Because the answer was promising, I created a set of queries to run in parallel in the Step Function. Each of the questions I put into S3 bucket as JSONs returned from Bedrock, which includes both the response and references from the Knowledge Base.

Perform RAG Stuff

In order for the object keys to be unique in the bucket, I added a time and date retrieved from Step Functions context ($$) along with States.Format function. So the configuration of the PutObject call looks like this:

{
  "Body.$": "$.RAGResult",
  "Bucket": "my-outputs-abcdef12",
  "Key.$": "States.Format('ec2_discount/{}.json', $$.State.EnteredTime)"
}

Cleanup

After all queries are done, we can delete all the stacks we created in order to save on costs. Deleting the knowledge base should be the first one as it depends on the collection. The section below also includes the deletion of stacks in case of failures along the way. However, I want to note that not all of the failure scenarios are covered, so you might need to adjust it for more cases, as it can lead to the OpenSearch Collection running without being used.

Deleting the stacks

Costs

I tested how much does it cost to run this pipeline versus having the OpenSearch Collection created for a day. On August 25th I ran the pipeline without doing anything else on this AWS account. On the same day, I created an empty OpenSearch Collection in a different account at 4PM and let it run for 24 hours.

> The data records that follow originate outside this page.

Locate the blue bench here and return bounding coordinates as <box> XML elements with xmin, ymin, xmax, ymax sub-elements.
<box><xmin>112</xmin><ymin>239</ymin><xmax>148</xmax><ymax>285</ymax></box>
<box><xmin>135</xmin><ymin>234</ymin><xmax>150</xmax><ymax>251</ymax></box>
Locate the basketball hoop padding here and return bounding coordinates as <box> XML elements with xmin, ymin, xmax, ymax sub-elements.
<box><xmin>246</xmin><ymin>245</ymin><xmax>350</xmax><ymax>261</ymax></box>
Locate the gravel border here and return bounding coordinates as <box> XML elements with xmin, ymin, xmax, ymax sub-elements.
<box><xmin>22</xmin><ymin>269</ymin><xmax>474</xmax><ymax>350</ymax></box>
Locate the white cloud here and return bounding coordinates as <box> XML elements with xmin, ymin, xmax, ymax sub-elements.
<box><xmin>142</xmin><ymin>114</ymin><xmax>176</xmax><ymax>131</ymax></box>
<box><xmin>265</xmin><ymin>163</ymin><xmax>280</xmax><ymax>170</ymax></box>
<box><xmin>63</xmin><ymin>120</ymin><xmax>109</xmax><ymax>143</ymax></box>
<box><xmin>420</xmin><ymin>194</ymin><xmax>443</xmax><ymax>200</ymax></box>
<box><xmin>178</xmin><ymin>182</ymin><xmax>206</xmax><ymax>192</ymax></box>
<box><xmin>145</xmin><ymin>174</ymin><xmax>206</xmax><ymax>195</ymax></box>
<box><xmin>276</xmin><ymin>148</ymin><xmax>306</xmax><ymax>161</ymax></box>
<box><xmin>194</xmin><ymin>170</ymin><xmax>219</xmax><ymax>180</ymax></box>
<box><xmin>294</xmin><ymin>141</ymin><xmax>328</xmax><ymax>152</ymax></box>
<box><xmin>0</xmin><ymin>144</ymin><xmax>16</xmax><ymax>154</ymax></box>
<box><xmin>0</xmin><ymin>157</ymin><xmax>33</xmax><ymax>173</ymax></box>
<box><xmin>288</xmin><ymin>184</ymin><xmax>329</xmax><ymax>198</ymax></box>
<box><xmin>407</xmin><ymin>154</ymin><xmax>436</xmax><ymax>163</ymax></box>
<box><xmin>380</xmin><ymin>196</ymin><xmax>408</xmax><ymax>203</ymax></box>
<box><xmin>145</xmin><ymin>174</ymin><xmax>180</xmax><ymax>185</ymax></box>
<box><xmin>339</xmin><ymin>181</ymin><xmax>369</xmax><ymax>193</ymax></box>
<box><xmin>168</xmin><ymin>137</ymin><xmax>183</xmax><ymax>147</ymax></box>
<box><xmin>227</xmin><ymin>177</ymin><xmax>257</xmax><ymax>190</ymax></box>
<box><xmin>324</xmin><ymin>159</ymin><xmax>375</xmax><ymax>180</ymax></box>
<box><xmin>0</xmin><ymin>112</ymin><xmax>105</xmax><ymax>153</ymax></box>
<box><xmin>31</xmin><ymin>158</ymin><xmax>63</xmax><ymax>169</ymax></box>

The single run of the step function cost me $0.25 - this includes running OSS, converting text to embeddings using Cohere and Haiku inference itself. On the other account, where I left an empty OpenSearch Collection running for somewhat less than 24 hours I got bill for $2.94.

Price for pipeline

Price for OpenSearch

The largest cost for the pipeline was as expected synchronization between S3 and the index. Cohere cost me $0.16 for this single run. This price can be reduced if we use cheaper model such as Cohere English or Amazon Titan. However, if you plan to scan gigabytes of data, it can be more reasonable to have the OpenSearch Collection running. As on screenshot in "Syncing the Knowledge Base" section, my index resulted in size of 95 MB.

Improvements

While describing this process I found some places where the function can be improved, so I did just that. The new function is named step-function-v2.yaml and can be found in the repository. You can select it when deploying with OpenTofu by changing the variable step_function_ver to v2.

I simplified and cleaned up the outputs so that each block has it's own ResultPath instead of mixing all the values together. I also merged choice statements so that they don't have only two choices, but three - for success, for "in progress" and any other status of the CloudFormation stack - for example Is KB Stack Created and Is KB Stack Success is now a one choice step.